If we’re working on multiple projects in an organization, it’s important to be able to distribute our custom rules to all of the projects we’re working on, to keep the linting rules consistent. The naive way to do this would be to maintain our .ruleset and stylecop.json files in a central place, for example a git repository, and then from time to time, copy the two files from this repo to our actual projects. Although this approach is doable, it’s not ideal. Copy pasting the files can be a bit tedious, and the versioning of our configuration will be unclear.

A better way is to create a custom Nuget package, which references StyleCop.Analyzers, and also makes the projects depending on it including our custom configuration files in the correct way. This way we can use proper versioning for our linting configuration, and distribute it to the dependant projects as a Nuget dependency.

In order to do this properly, we need to set up a .nuspec and a .props file in our package, as it is described in the documentation.

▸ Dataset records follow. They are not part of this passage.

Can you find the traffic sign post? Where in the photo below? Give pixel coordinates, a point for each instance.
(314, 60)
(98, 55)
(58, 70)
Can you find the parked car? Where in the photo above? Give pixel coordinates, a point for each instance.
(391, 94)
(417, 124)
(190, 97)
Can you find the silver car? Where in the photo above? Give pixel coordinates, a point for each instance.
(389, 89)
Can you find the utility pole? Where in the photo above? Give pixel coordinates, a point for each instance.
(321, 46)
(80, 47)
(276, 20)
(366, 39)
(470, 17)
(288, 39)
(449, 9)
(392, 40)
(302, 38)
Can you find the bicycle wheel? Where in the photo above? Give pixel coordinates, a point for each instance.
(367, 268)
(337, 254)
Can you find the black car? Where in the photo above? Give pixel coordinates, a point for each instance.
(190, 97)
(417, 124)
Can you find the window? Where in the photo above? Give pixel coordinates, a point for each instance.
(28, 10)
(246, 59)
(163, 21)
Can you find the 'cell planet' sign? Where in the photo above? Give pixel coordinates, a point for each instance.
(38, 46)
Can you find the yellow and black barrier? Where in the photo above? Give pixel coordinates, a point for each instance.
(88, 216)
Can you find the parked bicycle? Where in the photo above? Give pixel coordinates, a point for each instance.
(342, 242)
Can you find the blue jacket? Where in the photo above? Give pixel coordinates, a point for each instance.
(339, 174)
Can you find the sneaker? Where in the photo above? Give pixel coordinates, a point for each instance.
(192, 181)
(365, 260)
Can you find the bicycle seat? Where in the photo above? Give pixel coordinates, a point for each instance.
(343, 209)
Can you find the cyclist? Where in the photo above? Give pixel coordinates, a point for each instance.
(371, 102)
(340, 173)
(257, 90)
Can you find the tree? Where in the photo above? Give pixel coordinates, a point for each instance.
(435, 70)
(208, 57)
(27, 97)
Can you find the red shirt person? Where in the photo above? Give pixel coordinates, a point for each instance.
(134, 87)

You can find a working example of this setup in this repo.

What about editorconfig?

Watching the .NET Roadmap talk from the Build conference I learned that—contrary to what I thought before—editorconfig is not only capable of controlling basic, language-agnostic properties of our source files, such as indentation, newline at the end of a file, trimming trailing whitespace, etc., but with Visual Studio, it also supports enforcing actual C#-specific linting rules, such as qualifying fields with this., sorting the user directives, etc.

Looking at some of the projects in the JS ecosystem (react, vue, yarn, just to name a few) it seems pretty universal that the JS-specific linting is done through eslint, and editorconfig is used only to control a handful of low-level properties of the source files. So eslint and editorconfig are complementary.

On the other hand, now in the .NET ecosystem it seems that StyleCopAnalyzers and the C#-specific editorconfig integration in Visual Studio aren’t really complementary, but they are rather competing alternatives, which seems to be a strange situation to me, since both have some shortcomings at the moment. Although I haven’t heard any “official” information about how this will play out, so I might be misunderstanding the situation.

Nevertheless, I gave editorconfig a try too (you can see it in the editorconfig branch of the sample repo), but couldn’t get it to work reliably. It doesn’t seem to integrate into VSCode at all, and also in Visual Studio for me only some of the rules were working, some others were simply not triggered.
And my biggest issue was that although VS picks up the editorconfig rules, and—depending on the configuration—it might show them as Errors, but it doesn’t make the actual build fail, so I couldn’t find a way to also integrate into the CI-worklow.

Conclusion

Based on the above I’d say that right now the preferable way to implement portable, automated code style checking for a .NET Core project is to use StyleCopAnalyzers, even if it doesn’t directly support VSCode.

I’m really curious how this area is going to improve in the future, and especially the role that StyleCopAnalyzers and editorconfig are going to play in linting .NET Core projects.
For me the sweet spot would be if we had one unified way of doing linting for .NET Core, with a single configuration file, VSCode support, and maybe with even core integration into the dotnet CLI as a separate lint command, so that we could run it separately from our build.